Tuesday, April 16, 2013

Huntington Gorge, VT



When I visited Huntington Gorge, I was living in a friend’s house in Vermont for a month, part of a four month extended summer road trip before starting school.  My memories of the Gorge as a place are inextricably entwined with my memories of that summer, and of being in the still eddy just before the waterfall - on the brink of something big and sudden and new.

Summer in Vermont is sitting on porches drinking cheap beer, riding bikes for long distances with no destination, rounding up a car full of people to go get creamies at the farm (locally made, maple-flavored ice cream).  And swimming holes.  Summer in Vermont is being naked in the sun at swimming holes.

The Gorge is a popular place (swim suits), down some country roads and a short hike through the woods.  There is no parking lot, no sign - you have to know where it is, which means someone else has to show you.  So even from the outset, the Gorge as a place carries with it a sense of a community, an initiation of sorts.


Huntington Gorge is a living play structure as well as a place of trespass.  In places the rocks are worn smooth by the swift river current that carved out the Gorge.  Geological time is laid bare and you can feel the power of the water by trying to swim against it for all you’re worth, yet staying in one place.  In other places, the rocks are jagged, eroded, their bases uncomfortably shaved away, holes worn through in strange and delightful places.  The rock serves as a place to sun bath, to climb, to sit, to eat and drink.  It is beautiful and strange and interacts with you at all scales in the narrow canyon.

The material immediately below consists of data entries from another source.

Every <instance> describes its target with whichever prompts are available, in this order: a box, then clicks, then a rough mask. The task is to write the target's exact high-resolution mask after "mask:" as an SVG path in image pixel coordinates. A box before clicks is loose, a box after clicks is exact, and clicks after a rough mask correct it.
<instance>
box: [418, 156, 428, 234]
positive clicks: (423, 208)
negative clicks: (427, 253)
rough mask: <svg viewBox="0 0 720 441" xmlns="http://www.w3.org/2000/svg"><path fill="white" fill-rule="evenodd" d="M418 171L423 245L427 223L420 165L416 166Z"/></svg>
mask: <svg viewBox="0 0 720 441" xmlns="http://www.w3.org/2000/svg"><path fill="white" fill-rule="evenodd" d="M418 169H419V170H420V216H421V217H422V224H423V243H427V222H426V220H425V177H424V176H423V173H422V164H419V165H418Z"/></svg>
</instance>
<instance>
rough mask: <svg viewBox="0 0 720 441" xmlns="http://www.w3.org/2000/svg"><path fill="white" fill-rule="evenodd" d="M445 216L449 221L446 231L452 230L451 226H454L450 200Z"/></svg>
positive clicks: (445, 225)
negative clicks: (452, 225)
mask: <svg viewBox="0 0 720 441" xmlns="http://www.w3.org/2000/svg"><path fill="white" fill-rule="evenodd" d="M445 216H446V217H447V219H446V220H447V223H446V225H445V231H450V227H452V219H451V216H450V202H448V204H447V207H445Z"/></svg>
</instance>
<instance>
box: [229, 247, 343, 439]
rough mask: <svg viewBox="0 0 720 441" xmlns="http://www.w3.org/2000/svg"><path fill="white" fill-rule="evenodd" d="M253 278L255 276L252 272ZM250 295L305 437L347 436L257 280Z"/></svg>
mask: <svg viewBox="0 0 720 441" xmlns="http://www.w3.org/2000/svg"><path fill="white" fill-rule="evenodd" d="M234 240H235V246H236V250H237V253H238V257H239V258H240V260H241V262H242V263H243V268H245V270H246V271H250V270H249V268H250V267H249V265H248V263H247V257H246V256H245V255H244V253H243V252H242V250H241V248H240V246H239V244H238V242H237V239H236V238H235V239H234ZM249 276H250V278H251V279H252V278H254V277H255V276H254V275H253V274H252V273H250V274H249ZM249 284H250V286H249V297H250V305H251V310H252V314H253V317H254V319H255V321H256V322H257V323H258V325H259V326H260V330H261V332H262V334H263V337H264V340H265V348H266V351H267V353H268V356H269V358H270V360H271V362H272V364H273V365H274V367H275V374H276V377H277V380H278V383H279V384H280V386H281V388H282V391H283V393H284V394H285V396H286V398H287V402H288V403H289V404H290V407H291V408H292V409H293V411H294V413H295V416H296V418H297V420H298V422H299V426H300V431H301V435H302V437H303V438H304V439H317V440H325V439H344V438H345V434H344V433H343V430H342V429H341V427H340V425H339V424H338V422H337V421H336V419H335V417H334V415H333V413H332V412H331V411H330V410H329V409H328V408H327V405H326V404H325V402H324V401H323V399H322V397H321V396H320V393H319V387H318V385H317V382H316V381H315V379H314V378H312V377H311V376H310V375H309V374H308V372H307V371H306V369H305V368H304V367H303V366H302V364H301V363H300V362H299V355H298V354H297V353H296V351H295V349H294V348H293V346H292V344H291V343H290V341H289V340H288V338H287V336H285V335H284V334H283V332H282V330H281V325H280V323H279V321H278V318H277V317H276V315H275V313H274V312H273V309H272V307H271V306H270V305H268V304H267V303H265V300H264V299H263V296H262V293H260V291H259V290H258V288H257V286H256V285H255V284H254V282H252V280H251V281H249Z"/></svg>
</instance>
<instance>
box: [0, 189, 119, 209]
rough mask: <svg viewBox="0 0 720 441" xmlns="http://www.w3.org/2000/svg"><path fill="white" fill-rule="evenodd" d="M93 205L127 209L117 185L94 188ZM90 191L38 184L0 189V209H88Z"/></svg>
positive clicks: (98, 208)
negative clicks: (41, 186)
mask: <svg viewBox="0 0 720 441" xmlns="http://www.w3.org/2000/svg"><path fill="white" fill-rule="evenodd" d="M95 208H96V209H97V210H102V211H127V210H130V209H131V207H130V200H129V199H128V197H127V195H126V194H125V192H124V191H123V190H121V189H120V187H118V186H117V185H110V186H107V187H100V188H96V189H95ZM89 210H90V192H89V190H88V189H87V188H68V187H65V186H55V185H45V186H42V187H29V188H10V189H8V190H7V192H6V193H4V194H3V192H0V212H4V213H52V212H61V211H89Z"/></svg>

The Gorge simply exists.  It is a place outside of the realm of property rights, rules, legal restrictions.  The Gorge is dangerous, and this is part of its appeal.  To be able to feel the force of a river means risking getting pinned up against a rock and experiencing a brief moment of pure terror.  Or just imagining that such a thing is possible, and knowing that there is no proscribed dictates mitigating your experience of the landscape.  There is a raw poetry and a deep sense of connection that comes from such experiences of nature.

If I went back, maybe it wouldn’t be the same Gorge I experienced.  Maybe I wouldn’t be the same person who experienced those things.